Savings Tax (ripping off savers)

The International Monetary Fund published a working paper [http://www.imf.org/external/pubs/cat/longres.aspx?sk=41173.0] on the Sovereign Debt Crisis.

A non-trivial paper [http://www.imf.org/external/pubs/ft/wp/2013/wp13266.pdf] that actually makes very scary reading.

Recall in 2013, during the Cypriot Banking Crisis, where people with over €100,000 on deposits last substantial savings, (the term haircut) was used. They lost over 40% of their money from savings above €100,000. It is effectively ripping off savers.

Or to be polite, an enforced deduction, effectively a savings tax on the ones who have saved hard.

The IMF paper is referring to a similar way for governments to pay back these massive debts that they have taken on since 1997 when  the financial crisis began

By reading this one cane make some deductions:

The sheer size of the Western debt pile is just so vast that wealthier countries will need  haircuts, and with higher inflation and financial repression which really means a tax on diligent savers. This has been used in countless IMF rescues for emerging markets.

It seems that savers are getting a bad deal in general.

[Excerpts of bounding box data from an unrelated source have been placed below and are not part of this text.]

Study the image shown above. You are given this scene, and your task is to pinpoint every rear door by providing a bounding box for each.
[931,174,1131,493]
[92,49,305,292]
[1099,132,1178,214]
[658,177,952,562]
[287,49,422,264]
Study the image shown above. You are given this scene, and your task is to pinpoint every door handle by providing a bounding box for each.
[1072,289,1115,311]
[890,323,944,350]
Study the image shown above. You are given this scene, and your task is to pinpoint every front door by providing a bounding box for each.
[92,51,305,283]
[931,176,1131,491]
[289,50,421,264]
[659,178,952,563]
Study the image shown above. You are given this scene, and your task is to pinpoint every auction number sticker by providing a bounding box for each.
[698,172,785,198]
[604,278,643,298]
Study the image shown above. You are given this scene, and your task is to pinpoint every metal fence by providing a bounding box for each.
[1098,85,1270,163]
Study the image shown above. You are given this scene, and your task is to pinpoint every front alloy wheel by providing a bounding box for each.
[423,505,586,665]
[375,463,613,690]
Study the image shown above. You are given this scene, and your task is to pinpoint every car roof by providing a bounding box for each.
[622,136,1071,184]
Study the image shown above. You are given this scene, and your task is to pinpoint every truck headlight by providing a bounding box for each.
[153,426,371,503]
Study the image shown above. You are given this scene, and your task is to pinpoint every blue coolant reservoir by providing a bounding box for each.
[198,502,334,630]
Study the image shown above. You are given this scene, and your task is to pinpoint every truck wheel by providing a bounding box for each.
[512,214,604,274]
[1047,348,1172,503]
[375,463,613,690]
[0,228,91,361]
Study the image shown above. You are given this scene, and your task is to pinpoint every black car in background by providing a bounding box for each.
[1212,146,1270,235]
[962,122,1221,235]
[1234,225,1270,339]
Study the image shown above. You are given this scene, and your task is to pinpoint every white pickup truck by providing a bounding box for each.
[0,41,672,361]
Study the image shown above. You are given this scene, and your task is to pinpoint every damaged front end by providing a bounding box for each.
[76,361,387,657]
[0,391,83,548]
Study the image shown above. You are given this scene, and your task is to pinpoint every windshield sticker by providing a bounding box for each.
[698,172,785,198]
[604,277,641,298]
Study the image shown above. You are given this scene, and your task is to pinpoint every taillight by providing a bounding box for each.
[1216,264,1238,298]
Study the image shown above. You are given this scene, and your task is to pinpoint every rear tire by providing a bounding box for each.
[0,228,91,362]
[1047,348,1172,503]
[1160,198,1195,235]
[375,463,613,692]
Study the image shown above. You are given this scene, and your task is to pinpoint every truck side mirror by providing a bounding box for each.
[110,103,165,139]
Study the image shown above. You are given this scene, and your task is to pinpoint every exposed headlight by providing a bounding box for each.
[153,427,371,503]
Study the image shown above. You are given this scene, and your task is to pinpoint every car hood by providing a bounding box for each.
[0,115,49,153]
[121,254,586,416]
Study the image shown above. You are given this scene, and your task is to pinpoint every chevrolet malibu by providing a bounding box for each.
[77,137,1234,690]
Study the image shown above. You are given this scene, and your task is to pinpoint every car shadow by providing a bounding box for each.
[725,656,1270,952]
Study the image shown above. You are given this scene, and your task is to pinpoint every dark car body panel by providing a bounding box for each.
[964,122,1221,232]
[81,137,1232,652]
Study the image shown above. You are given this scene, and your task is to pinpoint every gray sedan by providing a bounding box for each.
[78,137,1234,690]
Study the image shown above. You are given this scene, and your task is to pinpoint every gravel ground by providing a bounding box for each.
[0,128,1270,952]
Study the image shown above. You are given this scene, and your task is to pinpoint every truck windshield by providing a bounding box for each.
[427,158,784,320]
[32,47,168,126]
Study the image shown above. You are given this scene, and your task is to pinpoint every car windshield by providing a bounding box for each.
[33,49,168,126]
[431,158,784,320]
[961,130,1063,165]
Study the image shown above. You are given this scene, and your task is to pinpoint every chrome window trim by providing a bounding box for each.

With Quantative Easing it is savers who are being punished, with near zero interest rates with their money on instant access deposit.

If one looks at what happened in Cyprus, then savers were effectively ripped off by having their life savings taken if they had over €100,000. Anything over €100,000 was effectively taxed at over 40%.

There is something very wrong with what has happened, and the school of thought of taxing people for saving is a worrying thought.